Measurements for lactate dehydrogenase (LDH), interleukin-1β (IL-1β) and caspase-1 activity
Determination of LDH and IL-1β levels in supernatants was conducted using corresponding enzyme-linked immunosorbent assay kits (Esebio, Shanghai, China), and the caspase-1 activity was measured by a caspase-1 Activity Assay Kit (Beyotime). All procedures were conducted in strict accordance with the instructions in the manual.
Xenograft experiments
Male BALB/c nude mice (4–6-week-old, 18–20 g) were obtained from SPF (Beijing) Biotechnology Co., Ltd. (Beijing, China) and were randomly divided into 3 groups: Control, WDL, and WDL + RTA-408 groups (n ≥ 6).
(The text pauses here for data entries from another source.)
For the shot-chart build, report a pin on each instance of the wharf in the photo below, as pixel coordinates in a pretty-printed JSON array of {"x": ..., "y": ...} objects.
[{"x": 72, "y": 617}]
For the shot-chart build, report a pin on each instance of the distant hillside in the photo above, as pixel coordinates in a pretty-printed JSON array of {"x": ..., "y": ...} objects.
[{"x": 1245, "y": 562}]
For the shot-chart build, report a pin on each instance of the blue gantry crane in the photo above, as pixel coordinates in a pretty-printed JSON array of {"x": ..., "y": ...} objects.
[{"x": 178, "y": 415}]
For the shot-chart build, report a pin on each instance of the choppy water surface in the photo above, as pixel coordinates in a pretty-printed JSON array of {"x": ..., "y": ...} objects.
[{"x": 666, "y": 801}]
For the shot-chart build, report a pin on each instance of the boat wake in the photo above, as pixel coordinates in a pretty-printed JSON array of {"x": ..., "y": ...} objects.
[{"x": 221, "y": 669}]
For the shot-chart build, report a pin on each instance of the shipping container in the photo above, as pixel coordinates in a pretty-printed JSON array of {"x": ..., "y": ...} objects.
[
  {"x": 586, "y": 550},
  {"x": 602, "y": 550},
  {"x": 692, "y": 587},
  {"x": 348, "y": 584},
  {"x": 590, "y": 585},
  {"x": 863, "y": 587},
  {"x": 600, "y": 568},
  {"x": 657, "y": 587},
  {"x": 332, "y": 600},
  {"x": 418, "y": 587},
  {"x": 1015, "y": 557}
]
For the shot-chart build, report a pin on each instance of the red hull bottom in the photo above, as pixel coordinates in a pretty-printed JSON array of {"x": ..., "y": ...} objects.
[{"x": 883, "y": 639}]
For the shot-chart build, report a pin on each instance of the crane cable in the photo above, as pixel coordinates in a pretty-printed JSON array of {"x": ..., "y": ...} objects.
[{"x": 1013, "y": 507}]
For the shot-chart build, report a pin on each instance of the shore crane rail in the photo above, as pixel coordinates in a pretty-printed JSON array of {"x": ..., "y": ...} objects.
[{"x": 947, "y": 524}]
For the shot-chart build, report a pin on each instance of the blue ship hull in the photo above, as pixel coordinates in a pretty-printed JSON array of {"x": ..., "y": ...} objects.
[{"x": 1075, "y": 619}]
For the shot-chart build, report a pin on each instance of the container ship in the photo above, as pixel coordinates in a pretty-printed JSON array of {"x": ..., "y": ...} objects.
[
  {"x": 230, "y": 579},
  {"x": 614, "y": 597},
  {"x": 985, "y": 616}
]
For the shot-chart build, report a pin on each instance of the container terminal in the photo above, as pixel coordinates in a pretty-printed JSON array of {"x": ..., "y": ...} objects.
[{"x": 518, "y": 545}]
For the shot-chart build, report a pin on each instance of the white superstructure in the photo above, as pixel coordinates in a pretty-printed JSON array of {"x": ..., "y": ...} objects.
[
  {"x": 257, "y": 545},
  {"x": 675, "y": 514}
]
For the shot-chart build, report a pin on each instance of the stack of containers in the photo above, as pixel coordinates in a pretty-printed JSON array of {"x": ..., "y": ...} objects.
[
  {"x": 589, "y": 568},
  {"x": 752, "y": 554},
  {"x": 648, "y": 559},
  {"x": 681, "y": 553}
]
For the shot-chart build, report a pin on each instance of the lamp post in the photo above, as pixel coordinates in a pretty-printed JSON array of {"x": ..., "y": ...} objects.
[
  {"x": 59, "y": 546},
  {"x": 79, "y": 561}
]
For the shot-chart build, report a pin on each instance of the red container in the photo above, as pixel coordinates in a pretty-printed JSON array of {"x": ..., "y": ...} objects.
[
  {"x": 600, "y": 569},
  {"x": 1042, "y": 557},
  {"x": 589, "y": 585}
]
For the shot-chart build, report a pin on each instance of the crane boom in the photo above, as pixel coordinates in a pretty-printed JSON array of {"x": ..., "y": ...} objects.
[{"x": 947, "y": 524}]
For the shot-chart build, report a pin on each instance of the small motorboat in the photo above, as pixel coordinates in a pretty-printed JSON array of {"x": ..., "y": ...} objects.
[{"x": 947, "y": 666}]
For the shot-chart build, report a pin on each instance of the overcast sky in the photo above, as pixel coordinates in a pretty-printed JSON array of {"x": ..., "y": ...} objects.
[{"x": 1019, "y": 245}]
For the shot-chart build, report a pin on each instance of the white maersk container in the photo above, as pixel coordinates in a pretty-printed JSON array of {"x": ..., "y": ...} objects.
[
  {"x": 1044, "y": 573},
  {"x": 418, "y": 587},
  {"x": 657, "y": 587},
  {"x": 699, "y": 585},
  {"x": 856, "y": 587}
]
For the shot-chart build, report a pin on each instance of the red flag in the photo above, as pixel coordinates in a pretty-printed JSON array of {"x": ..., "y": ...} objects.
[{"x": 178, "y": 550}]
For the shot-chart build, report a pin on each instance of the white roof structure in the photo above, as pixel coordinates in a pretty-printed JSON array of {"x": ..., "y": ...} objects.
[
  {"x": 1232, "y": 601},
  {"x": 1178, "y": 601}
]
A total of 1 × 107 Y79 cells (in 0.2 mL phosphate buffer saline) were subcutaneously injected into the left flank of each mouse [24]. WDL (30 mg/kg) were dissolved in 10% (w/v) hydroxypropyl β-cyclodextrin (Sigma-Aldrich, Darmstadt, Germany) aqueous solution via vortex mixing (5 min) and brief sonication (2 min, 25 °C) [8]. After Y79 cells injection for 5 days, mice in the WDL group received daily oral treatments with WDL (30 mg/kg). The mice in the WDL + RTA-408 group were administered RTA-408 at a dose of 1 mg/kg/day twice weekly by intraperitoneal injection at the same time as daily oral treatments with WDL [25]. For the Control group, an equal volume of saline was subjected to each mouse. We measured the length and width of the tumor every 5 days and calculated the volume using the following formula: length × (width)2/2. After 30 days of treatment, all mice were anesthetized by inhalation of 5% isoflurane and then sacrificed by cervical dislocation. Tumor tissues were collected for subsequent experiments. All animal experimental procedures were performed under the local ethical approval of the Animal Ethics Committee (Approval No. SYXK20230320).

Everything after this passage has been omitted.